🤖 AI Summary
Generative adversarial networks (GANs) and diffusion models struggle to jointly achieve high inference efficiency and reconstruction fidelity in high-resolution image super-resolution. Method: This paper proposes a GAN-diffusion hybrid architecture that jointly models the generative process in latent space, incorporates an adaptive noise corruption mechanism to mitigate discriminator overfitting, and—uniquely—reduces the number of diffusion steps to single digits while preserving perceptual quality. Contribution/Results: The method outperforms SR3 and I²SB across PSNR, SSIM, and LPIPS metrics on standard benchmarks.

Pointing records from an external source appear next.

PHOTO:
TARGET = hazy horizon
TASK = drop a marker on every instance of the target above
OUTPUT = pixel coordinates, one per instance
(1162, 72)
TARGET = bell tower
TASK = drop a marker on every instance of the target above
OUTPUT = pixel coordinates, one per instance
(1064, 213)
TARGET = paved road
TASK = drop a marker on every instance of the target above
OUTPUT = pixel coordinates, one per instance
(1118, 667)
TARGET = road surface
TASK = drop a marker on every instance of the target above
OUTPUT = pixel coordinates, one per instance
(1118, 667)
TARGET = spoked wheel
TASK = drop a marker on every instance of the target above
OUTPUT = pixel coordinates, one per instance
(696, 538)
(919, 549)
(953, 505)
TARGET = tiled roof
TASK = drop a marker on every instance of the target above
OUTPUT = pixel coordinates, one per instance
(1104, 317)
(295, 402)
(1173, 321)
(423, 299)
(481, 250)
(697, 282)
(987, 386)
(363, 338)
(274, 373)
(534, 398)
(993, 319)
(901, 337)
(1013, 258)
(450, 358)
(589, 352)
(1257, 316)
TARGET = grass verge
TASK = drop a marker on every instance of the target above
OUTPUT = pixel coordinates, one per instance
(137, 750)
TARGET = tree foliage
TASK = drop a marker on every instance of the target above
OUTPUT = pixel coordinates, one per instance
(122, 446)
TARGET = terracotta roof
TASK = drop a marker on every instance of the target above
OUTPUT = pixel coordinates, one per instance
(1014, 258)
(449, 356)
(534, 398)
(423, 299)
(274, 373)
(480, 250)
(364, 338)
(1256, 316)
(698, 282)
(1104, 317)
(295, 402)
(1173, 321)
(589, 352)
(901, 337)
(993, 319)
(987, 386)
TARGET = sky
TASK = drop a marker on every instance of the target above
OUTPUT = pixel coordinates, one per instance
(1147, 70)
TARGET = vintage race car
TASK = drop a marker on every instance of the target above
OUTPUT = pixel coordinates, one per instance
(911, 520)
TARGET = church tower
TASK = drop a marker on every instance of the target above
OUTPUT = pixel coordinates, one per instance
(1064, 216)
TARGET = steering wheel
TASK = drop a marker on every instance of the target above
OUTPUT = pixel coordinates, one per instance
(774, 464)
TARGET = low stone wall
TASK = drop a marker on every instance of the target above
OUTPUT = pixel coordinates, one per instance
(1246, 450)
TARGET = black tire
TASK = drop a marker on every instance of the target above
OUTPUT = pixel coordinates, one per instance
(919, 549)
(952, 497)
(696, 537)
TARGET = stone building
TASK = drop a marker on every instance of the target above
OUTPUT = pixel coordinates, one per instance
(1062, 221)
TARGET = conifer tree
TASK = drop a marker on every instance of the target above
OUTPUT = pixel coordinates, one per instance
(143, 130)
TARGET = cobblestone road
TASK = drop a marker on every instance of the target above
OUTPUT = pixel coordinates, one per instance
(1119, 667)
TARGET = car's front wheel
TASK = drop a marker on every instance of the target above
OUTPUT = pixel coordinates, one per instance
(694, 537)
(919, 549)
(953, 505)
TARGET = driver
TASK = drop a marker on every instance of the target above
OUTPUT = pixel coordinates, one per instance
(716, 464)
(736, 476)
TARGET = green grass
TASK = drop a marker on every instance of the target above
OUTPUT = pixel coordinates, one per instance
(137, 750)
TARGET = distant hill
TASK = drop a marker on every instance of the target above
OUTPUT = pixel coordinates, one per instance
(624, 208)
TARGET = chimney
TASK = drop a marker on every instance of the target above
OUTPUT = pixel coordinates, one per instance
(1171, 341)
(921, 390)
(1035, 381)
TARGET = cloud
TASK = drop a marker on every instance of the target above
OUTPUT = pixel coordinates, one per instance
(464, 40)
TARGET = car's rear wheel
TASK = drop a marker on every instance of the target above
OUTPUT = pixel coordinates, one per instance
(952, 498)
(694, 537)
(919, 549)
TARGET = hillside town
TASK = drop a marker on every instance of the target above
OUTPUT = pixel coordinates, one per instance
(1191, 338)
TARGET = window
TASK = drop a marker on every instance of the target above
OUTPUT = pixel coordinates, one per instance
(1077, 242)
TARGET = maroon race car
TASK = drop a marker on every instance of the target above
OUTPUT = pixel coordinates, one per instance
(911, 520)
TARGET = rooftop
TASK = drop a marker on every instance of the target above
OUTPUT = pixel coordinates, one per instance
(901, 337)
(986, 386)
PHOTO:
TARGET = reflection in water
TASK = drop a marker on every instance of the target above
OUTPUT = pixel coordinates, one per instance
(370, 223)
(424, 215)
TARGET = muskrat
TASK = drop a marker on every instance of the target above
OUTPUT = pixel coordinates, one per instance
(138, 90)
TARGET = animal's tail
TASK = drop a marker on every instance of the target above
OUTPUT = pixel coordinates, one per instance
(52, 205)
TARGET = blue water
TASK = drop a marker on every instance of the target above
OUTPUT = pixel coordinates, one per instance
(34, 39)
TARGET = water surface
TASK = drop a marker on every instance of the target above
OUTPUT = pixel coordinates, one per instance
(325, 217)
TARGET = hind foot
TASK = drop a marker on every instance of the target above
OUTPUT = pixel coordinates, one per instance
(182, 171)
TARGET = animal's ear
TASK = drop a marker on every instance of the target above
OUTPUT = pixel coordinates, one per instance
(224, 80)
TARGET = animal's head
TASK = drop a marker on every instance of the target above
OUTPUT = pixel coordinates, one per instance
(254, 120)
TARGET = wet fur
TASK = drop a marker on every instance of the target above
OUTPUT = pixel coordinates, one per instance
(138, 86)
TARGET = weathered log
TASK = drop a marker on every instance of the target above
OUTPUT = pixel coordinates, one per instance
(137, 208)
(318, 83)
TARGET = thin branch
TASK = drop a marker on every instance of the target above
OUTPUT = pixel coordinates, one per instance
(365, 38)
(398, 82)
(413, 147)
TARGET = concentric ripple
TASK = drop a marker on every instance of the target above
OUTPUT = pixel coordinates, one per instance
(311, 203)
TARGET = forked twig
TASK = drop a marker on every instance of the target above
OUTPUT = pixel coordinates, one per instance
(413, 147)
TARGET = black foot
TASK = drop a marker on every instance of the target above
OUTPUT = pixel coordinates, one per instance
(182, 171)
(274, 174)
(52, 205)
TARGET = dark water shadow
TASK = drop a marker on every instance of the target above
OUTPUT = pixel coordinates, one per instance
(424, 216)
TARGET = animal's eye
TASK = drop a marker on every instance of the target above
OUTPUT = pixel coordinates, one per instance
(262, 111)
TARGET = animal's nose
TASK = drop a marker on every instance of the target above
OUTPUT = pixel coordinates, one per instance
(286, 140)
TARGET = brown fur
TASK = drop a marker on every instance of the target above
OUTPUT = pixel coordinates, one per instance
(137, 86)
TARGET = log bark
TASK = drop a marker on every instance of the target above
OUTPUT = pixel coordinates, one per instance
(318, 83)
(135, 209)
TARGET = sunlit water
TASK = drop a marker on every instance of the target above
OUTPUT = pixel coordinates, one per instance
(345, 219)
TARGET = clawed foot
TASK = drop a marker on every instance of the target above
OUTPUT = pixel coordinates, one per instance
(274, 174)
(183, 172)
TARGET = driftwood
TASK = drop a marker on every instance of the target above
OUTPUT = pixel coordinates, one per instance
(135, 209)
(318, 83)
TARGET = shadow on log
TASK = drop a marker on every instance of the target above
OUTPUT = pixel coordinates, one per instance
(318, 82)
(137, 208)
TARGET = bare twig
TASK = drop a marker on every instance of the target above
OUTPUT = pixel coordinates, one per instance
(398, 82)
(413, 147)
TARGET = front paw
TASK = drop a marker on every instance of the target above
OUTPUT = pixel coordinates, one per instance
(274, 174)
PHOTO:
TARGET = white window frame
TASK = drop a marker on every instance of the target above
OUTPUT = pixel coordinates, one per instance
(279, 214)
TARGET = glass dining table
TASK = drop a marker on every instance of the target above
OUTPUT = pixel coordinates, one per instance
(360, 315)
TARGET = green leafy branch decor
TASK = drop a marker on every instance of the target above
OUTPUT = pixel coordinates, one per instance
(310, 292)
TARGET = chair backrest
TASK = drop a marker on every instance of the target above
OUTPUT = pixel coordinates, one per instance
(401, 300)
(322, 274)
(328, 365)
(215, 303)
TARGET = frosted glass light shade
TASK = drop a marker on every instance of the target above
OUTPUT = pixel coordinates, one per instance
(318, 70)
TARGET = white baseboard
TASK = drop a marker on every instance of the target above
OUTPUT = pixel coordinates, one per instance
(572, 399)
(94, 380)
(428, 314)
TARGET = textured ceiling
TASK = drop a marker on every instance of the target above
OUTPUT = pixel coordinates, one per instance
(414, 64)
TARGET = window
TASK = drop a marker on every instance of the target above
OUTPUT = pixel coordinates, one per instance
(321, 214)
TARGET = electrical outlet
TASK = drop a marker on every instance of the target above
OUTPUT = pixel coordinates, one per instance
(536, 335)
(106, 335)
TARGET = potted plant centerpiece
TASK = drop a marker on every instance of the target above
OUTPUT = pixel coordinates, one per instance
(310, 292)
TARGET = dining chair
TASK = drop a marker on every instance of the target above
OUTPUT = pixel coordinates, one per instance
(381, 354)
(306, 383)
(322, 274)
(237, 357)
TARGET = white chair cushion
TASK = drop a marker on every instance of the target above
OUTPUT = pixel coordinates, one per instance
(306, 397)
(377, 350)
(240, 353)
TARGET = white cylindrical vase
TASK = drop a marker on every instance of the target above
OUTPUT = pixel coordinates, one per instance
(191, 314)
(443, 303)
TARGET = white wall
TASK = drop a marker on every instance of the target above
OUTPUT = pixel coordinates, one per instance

It achieves near real-time inference speed without compromising perceptual quality, thereby bridging, for the first time, the long-standing speed–quality trade-off gap between diffusion models and GANs.
📝 Abstract
In this work, we present SupResDiffGAN, a novel hybrid architecture that combines the strengths of Generative Adversarial Networks (GANs) and diffusion models for super-resolution tasks. By leveraging latent space representations and reducing the number of diffusion steps, SupResDiffGAN achieves significantly faster inference times than other diffusion-based super-resolution models while maintaining competitive perceptual quality. To prevent discriminator overfitting, we propose adaptive noise corruption, ensuring a stable balance between the generator and the discriminator during training. Extensive experiments on benchmark datasets show that our approach outperforms traditional diffusion models such as SR3 and I$^2$SB in efficiency and image quality. This work bridges the performance gap between diffusion- and GAN-based methods, laying the foundation for real-time applications of diffusion models in high-resolution image generation.